I apologized and lowered my tone so the freelancer couldn't hear, but it put me off balance.
Then it seemed like practically every story given me to copyedit and headline-write was anti-religion or anti-morality. Now, I'm used to getting stories on lurid things like murders and corruption, as well as the tales of "pervs" and "sex sickos" that are the bread and butter of the world's more exciting newspapers. What's hard is going from the story on a federal judge's striking down New Hampshire's law requiring parental notice (not even consent) for abortions, to the one on how Californians are rushing to meet the year-end deadline for filing abuse lawsuits against Roman Catholic dioceses.
After all that, to add insult to injury, I was given a "chit"—the piece of paper that tells me which story to copyedit—labeled, "Kiss."
At first, I thought it was going to be an upbeat story, so I trilled in my Melody-from-Josie-and-the-Pussycats voice, "Oh, that's nice, I get a 'Kiss.'"
"That's actually a very sad story," my boss said solemnly. "It's about all the singles who are afraid they won't get a kiss on New Year's Eve."
Now, the issue of datelessness on New Year's Eve is already a bugbear of mine, as I wrote earlier in these pages (in the "Captive Audience" entry).
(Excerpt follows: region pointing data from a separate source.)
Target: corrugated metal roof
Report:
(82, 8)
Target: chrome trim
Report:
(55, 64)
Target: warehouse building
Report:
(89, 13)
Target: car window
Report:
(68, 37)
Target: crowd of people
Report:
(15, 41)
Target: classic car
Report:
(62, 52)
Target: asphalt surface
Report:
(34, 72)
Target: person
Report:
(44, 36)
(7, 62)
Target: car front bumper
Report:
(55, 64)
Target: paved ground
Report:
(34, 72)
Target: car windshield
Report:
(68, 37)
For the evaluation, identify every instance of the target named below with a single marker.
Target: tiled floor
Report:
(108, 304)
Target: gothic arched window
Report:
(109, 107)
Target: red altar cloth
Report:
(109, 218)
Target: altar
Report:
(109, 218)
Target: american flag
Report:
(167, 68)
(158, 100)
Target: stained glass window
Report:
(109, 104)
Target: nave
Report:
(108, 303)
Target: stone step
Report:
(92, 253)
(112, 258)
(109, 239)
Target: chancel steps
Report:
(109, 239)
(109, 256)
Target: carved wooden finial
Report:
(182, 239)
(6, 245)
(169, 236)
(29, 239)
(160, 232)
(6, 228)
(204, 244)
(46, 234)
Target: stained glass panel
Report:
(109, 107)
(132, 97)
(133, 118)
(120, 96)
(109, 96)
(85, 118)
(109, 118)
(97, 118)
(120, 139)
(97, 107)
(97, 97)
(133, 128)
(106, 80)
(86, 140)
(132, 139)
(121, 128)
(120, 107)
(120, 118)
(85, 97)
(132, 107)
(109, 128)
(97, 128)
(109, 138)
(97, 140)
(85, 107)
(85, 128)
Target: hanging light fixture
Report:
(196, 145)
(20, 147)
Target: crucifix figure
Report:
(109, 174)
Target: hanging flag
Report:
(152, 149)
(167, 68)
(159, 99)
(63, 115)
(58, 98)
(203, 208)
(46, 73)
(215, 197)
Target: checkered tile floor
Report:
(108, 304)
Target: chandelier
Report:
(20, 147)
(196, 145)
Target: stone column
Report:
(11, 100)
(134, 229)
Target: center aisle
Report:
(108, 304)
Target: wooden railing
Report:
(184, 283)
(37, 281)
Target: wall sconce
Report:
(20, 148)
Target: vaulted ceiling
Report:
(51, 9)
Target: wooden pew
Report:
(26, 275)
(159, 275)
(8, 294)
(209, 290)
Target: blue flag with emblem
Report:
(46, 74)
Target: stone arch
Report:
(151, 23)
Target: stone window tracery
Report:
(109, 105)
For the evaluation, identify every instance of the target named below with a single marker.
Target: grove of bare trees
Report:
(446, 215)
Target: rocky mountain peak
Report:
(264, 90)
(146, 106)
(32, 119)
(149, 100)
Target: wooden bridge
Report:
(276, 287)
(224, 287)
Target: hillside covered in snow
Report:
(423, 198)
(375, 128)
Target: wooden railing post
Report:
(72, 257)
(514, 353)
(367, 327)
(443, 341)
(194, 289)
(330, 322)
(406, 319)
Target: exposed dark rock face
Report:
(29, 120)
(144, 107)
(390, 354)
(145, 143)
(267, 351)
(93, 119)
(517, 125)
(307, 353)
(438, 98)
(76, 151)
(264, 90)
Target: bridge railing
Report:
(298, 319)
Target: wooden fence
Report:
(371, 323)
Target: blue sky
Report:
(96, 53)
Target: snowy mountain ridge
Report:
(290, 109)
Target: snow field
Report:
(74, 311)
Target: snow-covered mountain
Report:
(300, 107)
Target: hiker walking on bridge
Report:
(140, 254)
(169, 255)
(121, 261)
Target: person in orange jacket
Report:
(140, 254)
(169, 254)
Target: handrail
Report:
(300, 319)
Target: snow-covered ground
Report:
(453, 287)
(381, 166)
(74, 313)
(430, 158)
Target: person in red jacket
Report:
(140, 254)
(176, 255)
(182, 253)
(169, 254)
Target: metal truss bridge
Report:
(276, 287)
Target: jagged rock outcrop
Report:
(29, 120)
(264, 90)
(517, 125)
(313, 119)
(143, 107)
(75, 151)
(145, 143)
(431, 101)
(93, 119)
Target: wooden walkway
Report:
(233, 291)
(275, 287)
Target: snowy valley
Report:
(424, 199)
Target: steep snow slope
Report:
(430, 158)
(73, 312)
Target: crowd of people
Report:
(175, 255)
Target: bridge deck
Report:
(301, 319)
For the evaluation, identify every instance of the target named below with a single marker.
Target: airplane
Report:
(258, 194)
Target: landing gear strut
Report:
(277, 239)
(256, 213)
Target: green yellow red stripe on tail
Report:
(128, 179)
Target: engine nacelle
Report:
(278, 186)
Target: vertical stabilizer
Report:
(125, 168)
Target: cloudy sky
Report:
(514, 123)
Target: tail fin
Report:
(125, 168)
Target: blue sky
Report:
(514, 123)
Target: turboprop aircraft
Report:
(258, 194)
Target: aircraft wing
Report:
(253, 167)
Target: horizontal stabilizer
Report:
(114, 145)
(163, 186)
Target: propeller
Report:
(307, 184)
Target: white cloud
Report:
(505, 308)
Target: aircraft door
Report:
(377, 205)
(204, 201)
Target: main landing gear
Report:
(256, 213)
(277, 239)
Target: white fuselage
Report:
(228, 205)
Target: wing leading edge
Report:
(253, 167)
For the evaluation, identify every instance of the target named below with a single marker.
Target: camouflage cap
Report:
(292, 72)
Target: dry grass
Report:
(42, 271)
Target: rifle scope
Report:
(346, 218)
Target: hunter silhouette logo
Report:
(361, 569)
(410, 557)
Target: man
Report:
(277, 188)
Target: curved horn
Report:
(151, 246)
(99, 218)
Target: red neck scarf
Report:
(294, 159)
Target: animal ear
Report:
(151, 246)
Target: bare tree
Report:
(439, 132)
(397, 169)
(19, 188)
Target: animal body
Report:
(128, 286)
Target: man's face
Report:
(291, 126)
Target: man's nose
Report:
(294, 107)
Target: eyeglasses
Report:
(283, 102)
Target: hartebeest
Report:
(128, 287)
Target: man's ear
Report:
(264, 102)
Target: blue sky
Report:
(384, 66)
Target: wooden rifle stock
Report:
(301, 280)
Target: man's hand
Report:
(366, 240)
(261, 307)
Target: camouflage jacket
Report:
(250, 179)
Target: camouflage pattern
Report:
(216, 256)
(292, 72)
In fact, although my family has invited me to attend a "First Night" celebration with them, I'm currently leaning towards staying home from darkness onward (you don't want to be out in Hoboken or New York City after dark on New Year's Eve), eating takeout, drinking soda, and reading Volume Two of Chesterton's Illustrated London News essays. But I can assure you that is not what disturbed me about the article.
My boss's assessment of the story turned out to be something of an exaggeration. Based around the results of a Match.com poll asking singles' their New Year's kissing plans, it didn't mention their fearing loneliness, but did lament that "only 42%" of them believed they would get a kiss at midnight.
But the story then proceeded to give singles advice on how to get a total stranger to lock lips with them on New Year's Eve. Not how to get a person to talk with them. Just how to snag that all-important kiss—and what to do with one's mouth while that kiss is in progress.
The mouth advice was quite graphic—enough to put me off my food. Not that I hadn't done all or most of it in my life—and, barring disaster, will do again—but that the it was being given to people on the idea that they should practice it on a total stranger.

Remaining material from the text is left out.